Sakuba began his interest in games with the title Cosmic Osmo, which he had played around 1990. After learning the game had been written on HyperCard, a software that comes for free with a Mac, he went to the library and began reading up how to program using the language. He made a few experimental projects including Hobbit's Great Adventure and Talking before setting his sights on making a full-fledged game.[3]

When sketching out the design of the hero, Sakuba settled on a creature with an organic head on the body of the machine. He eventually decided to make this the design of all the characters.[4] At least one poster was designed before the final poster was chosen for marketing.[5] The official website for the game was founded in August 1995, and the director maintained a diary to update his progress.[6]

The first release of this game was limited to 3,000 copies. The game's publisher, Toshiba-EMI, withdrew from CD-ROM publishing before further copies could be produced.[7] Even in Japan, where the game was released, Garage is considered extremely rare, with only a few thousand copies in existence. When it appeared on the trading site Suruga-ya, it had an asking price of 300,000 yen.

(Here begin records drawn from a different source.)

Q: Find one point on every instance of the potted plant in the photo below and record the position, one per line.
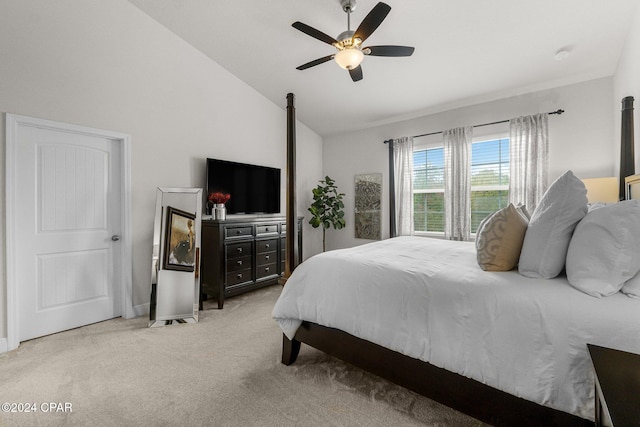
(327, 207)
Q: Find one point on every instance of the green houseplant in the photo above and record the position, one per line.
(327, 207)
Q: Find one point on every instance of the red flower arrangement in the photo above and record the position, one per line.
(219, 198)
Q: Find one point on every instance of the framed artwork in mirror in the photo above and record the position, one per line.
(180, 240)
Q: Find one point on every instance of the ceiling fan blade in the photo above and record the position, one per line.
(315, 62)
(356, 73)
(316, 34)
(372, 21)
(388, 50)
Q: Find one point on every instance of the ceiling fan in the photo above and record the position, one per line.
(349, 43)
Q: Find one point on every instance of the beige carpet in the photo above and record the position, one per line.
(223, 371)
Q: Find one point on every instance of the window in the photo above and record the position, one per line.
(489, 178)
(489, 183)
(428, 190)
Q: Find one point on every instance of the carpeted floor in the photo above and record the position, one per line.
(223, 371)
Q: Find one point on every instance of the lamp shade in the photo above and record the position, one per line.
(349, 58)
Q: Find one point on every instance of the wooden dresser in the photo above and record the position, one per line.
(240, 255)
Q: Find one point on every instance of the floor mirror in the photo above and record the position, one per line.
(175, 264)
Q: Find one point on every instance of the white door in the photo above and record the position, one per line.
(67, 226)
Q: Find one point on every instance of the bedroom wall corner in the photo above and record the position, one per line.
(309, 166)
(626, 82)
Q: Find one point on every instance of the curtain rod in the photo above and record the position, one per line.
(559, 111)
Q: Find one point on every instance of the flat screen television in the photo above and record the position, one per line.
(254, 189)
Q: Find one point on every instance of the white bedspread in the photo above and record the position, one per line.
(428, 299)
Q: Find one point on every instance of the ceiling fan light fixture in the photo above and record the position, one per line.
(349, 58)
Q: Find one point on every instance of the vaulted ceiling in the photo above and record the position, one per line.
(467, 51)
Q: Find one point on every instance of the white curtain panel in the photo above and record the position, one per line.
(403, 177)
(529, 159)
(457, 182)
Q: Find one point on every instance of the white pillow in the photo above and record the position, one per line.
(552, 223)
(605, 249)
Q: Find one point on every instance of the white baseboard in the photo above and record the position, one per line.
(141, 310)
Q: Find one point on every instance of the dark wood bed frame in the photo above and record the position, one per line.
(461, 393)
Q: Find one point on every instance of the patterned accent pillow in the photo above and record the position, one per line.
(499, 239)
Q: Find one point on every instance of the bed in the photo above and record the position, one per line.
(500, 346)
(428, 300)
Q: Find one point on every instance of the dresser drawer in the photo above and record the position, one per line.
(266, 229)
(268, 245)
(241, 263)
(236, 250)
(240, 231)
(266, 258)
(237, 277)
(266, 270)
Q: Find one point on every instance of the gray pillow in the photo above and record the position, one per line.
(546, 241)
(604, 252)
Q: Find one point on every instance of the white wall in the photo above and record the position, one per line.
(580, 140)
(626, 82)
(107, 65)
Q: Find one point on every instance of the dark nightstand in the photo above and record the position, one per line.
(617, 375)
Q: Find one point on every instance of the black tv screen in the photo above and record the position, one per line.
(253, 189)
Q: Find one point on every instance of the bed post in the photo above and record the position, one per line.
(627, 158)
(291, 252)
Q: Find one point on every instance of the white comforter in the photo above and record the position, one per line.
(428, 299)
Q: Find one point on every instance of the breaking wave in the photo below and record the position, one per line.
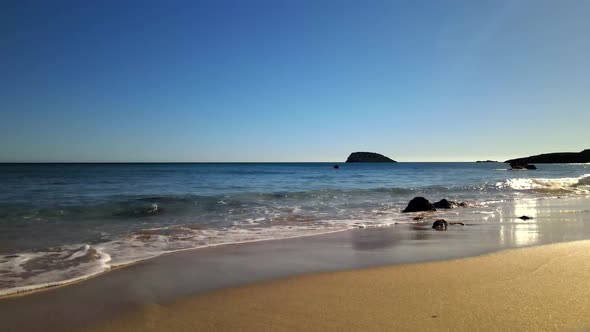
(578, 185)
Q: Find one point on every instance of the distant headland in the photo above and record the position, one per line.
(368, 157)
(557, 158)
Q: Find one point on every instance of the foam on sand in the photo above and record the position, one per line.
(538, 288)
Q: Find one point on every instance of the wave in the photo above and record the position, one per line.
(578, 185)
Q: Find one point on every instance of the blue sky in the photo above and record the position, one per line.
(292, 80)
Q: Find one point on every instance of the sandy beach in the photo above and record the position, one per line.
(539, 288)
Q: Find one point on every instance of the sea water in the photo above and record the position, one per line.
(64, 222)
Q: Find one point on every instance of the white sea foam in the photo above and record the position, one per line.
(579, 185)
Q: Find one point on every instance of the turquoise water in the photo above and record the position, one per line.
(65, 221)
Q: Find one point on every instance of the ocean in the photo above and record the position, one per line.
(65, 222)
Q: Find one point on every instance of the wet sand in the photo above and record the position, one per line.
(541, 288)
(167, 279)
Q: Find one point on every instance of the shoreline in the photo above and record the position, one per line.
(196, 272)
(28, 290)
(534, 288)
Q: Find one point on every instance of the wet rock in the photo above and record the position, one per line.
(446, 204)
(558, 157)
(521, 165)
(418, 204)
(440, 224)
(368, 157)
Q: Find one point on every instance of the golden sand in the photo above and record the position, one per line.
(540, 288)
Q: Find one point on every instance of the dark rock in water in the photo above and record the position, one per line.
(456, 223)
(559, 157)
(418, 204)
(440, 224)
(519, 165)
(446, 204)
(368, 157)
(140, 211)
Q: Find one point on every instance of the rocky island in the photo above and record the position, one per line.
(368, 157)
(557, 158)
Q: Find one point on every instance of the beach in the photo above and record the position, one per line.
(540, 288)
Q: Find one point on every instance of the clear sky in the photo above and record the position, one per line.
(292, 80)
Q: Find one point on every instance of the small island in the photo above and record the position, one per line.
(555, 158)
(368, 157)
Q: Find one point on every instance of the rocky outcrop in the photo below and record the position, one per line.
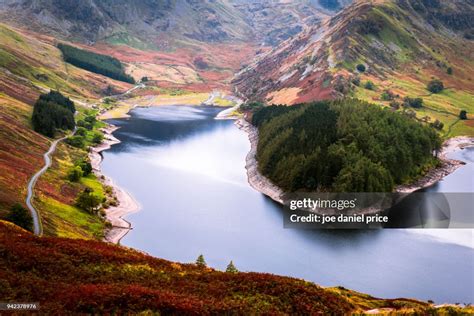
(258, 181)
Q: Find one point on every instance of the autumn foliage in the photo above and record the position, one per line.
(69, 276)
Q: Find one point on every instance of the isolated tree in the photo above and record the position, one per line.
(88, 201)
(369, 85)
(20, 216)
(75, 174)
(97, 137)
(435, 86)
(81, 131)
(75, 141)
(231, 268)
(413, 102)
(437, 125)
(200, 262)
(86, 167)
(361, 68)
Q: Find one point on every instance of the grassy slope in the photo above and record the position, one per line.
(78, 276)
(419, 58)
(21, 151)
(24, 74)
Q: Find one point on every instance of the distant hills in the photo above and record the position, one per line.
(399, 46)
(164, 23)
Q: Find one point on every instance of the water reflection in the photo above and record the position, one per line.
(189, 176)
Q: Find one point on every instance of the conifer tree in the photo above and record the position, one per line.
(231, 268)
(200, 262)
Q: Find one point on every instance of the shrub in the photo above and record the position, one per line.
(97, 137)
(231, 268)
(86, 167)
(413, 102)
(435, 86)
(52, 111)
(437, 125)
(355, 81)
(88, 201)
(86, 125)
(200, 262)
(81, 131)
(75, 141)
(387, 95)
(20, 216)
(369, 85)
(361, 68)
(75, 174)
(395, 105)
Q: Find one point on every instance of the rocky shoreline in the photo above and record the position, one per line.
(448, 165)
(126, 203)
(256, 180)
(265, 186)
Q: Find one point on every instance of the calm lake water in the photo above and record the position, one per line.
(187, 171)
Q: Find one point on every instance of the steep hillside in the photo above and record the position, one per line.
(76, 276)
(130, 20)
(276, 21)
(30, 66)
(400, 46)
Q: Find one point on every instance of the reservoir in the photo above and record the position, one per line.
(187, 171)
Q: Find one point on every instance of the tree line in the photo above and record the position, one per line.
(344, 146)
(100, 64)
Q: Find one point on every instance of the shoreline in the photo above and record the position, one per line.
(262, 184)
(256, 180)
(126, 204)
(448, 165)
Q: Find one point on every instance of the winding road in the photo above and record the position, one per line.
(37, 227)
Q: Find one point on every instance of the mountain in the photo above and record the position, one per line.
(401, 45)
(130, 20)
(162, 24)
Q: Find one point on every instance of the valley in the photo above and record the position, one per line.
(187, 115)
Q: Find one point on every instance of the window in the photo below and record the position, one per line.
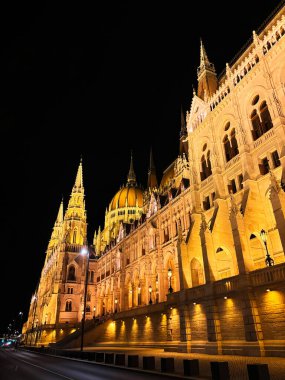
(91, 276)
(233, 186)
(234, 145)
(204, 168)
(256, 125)
(265, 117)
(166, 234)
(227, 148)
(262, 122)
(240, 181)
(71, 274)
(275, 159)
(206, 203)
(74, 237)
(264, 166)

It is currently available on the internet due to members of the 4chan's /vr/ board finding it on auction and putting together the money to purchase and preserve it.[1] The game's creator has resistance to republishing it, firstly because the "game balance" has changed, and secondly he does not own the rights to it.[8] A Garage Private Edition went on sales in mid-2007, and quickly sold out.[7] With permission of Tomomi Yuki Sakuba, the game was a repackaging of the first release.[7]

Plot and gameplay

Garage is surreal and nightmarish point and click adventure set in a world full of biomechanical machines. The player takes control of a small robot who is tasked with finding an entity called the "shadow", and to escape the world in which they live. The game's graphics are pre-rendered and digitized.

Critical reception

Hardcore Gaming 101 deemed Garage a "profoundly uncomfortable game to look at", due to its unsettling nature.[1]

References

  1. Kalata, Kurt (February 23, 2018). "Garage: Bad Dream Adventure". Hardcore Gaming 101.
  2. Sakuba, Tomomi Yuki (2018). "Garage Staff". T-s-k-b (developer's website).
  3. Sakuba, Tomomi Yuki (October 10, 1999). "Creating games". Kinotrope (Official Garage website). Archived from the original on October 10, 1999. Retrieved August 25, 2020.
  4. Sakuba, Tomomi Yuki (1997). "Character concept art". T-s-k-b (developer's website).
  5. Sakuba, Tomomi Yuki (1999). "Other concept art". T-s-k-b (developer's website).
  6. Sakuba, Tomomi Yuki (June 9, 2002). "The latest diary entry". Kinotrope (Official Garage website). Archived from the original on June 9, 2002. Retrieved August 25, 2020.
  7. Sakuba, Tomomi Yuki (April 30, 2008). "Garage Private Edition news". T-s-k-b (developer's website).